Aux hommes de science: Emmanuel Todd affiche, dans ses commentaires scientifiques sur qui fait quoi et pourquoi, une sérieuse tendance déterministe qui peut heurter. Mais c’est peut-être son humour à lui. Dans l’ouvrage cité plus haut, pendant qu’il se glorifie d’être un produit du métissage à la française comme tant d’autres, il reproche à d’autres intellectuels – ou « pseudo-intellectuels », qui se prennent pour les arbitres de la mode déplorative (Eric Zemmour et Alain Finkelkraut, pour ne pas les nommer) de ne pas avoir pratiqué l’exogamie comme l’ont fait les siens et lui-même. On comprend la colère d’Alain Finkelkraut. Dans la même veine, il estime que la tendance xénophobe et autoritaire de Valls (l’emploi absurde du terme apartheid pour parler des banlieues)  est déterminée par ses origines catalanes: « Manuel Valls est né à Barcelone. Un des hauts lieux du différencialisme ibérique. Le nationalisme est, dans cette ville et sa région, en phase ascendante aujourd’hui et menace l’Espagne de dislocation. »

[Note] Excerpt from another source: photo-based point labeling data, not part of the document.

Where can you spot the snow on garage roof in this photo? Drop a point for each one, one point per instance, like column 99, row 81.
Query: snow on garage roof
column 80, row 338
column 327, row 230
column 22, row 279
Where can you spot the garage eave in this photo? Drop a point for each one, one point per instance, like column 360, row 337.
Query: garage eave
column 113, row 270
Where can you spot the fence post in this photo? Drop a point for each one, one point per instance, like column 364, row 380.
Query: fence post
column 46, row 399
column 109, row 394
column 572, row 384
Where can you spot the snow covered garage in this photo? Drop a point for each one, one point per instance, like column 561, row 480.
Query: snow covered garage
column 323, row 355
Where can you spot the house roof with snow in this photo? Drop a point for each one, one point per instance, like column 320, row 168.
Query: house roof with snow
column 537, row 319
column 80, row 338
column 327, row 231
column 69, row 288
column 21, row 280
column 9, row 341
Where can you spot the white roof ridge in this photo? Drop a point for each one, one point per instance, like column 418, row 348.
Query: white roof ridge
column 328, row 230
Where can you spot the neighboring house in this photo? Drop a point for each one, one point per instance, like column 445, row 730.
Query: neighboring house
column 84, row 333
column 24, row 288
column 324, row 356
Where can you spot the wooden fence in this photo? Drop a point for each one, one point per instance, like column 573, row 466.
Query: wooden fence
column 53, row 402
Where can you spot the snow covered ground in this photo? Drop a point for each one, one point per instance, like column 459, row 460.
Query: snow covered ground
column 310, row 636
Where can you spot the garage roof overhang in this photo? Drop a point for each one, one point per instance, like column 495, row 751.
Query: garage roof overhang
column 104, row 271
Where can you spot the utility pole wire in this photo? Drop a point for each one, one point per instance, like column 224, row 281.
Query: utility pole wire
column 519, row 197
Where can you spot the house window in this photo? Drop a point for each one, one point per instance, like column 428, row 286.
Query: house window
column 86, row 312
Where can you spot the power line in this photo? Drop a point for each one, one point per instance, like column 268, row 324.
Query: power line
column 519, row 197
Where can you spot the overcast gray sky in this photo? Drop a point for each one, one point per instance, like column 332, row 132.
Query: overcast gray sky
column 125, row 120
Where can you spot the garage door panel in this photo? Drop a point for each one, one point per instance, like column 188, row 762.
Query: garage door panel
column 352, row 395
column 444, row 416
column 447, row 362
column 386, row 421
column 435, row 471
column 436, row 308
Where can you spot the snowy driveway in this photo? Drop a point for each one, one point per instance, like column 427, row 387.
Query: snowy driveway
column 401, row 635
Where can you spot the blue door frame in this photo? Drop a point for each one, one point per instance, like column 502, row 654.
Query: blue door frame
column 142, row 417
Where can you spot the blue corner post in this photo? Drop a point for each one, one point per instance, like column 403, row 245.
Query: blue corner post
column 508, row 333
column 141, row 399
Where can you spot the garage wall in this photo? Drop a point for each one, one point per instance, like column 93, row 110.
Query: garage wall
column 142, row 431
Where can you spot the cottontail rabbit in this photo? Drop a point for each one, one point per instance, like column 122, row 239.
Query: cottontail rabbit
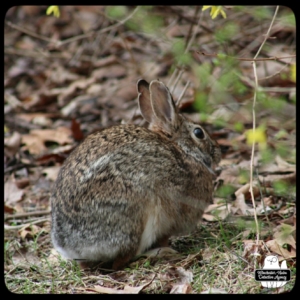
column 127, row 188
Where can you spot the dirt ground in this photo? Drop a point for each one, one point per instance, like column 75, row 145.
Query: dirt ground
column 68, row 76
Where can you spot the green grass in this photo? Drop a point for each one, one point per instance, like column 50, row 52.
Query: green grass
column 213, row 254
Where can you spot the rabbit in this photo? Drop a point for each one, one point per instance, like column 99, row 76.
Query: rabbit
column 128, row 188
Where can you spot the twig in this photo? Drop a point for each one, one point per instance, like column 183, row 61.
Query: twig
column 29, row 214
column 58, row 43
column 17, row 227
column 182, row 93
column 29, row 32
column 91, row 33
column 249, row 59
column 254, row 126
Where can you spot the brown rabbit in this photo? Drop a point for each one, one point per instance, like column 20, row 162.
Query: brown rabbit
column 127, row 188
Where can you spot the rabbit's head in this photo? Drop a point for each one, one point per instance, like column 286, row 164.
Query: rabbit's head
column 158, row 108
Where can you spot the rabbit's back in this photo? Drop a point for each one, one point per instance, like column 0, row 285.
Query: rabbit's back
column 113, row 187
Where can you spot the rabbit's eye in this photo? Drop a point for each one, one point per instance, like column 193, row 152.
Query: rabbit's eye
column 199, row 133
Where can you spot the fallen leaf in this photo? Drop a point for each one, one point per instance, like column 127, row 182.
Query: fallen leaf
column 51, row 172
column 284, row 235
column 160, row 252
column 35, row 140
column 184, row 288
column 12, row 193
column 127, row 289
column 214, row 291
column 183, row 285
column 218, row 212
column 29, row 230
column 12, row 144
column 276, row 248
column 77, row 133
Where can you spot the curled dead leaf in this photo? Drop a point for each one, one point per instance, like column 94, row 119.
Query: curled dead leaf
column 12, row 193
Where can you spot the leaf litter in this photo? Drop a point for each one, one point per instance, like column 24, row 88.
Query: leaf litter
column 55, row 96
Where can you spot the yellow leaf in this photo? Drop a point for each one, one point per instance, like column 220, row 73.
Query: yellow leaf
column 256, row 136
column 215, row 10
column 53, row 9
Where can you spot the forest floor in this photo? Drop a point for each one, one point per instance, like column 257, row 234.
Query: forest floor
column 67, row 77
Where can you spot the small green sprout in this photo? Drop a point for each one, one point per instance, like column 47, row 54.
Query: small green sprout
column 53, row 9
column 215, row 10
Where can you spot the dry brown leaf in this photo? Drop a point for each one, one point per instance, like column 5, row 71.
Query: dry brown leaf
column 183, row 286
column 113, row 71
column 30, row 230
column 253, row 250
column 218, row 212
column 276, row 248
column 51, row 172
column 160, row 252
column 279, row 165
column 12, row 193
column 284, row 234
column 12, row 144
column 35, row 140
column 214, row 291
column 240, row 206
column 127, row 289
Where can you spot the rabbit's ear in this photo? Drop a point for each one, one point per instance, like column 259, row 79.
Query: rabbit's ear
column 163, row 106
column 144, row 100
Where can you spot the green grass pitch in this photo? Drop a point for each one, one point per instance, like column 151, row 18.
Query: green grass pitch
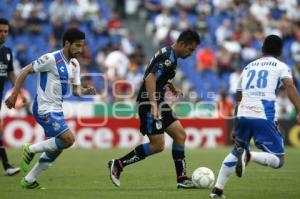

M Todd, votre livre est intéressant et bien conduit, le plus souvent juste dans ses analyses sur Charlie ou pas Charlie, mais, là, « vostè s’ha passat », vous êtes allé trop loin… Les choses, même en Catalogne, sont plus compliquées que vous ne l’affirmez. Et la menace de dislocation est plutôt du côté de l’Ecosse aujourd’hui, ou même de l’Europe toute entière.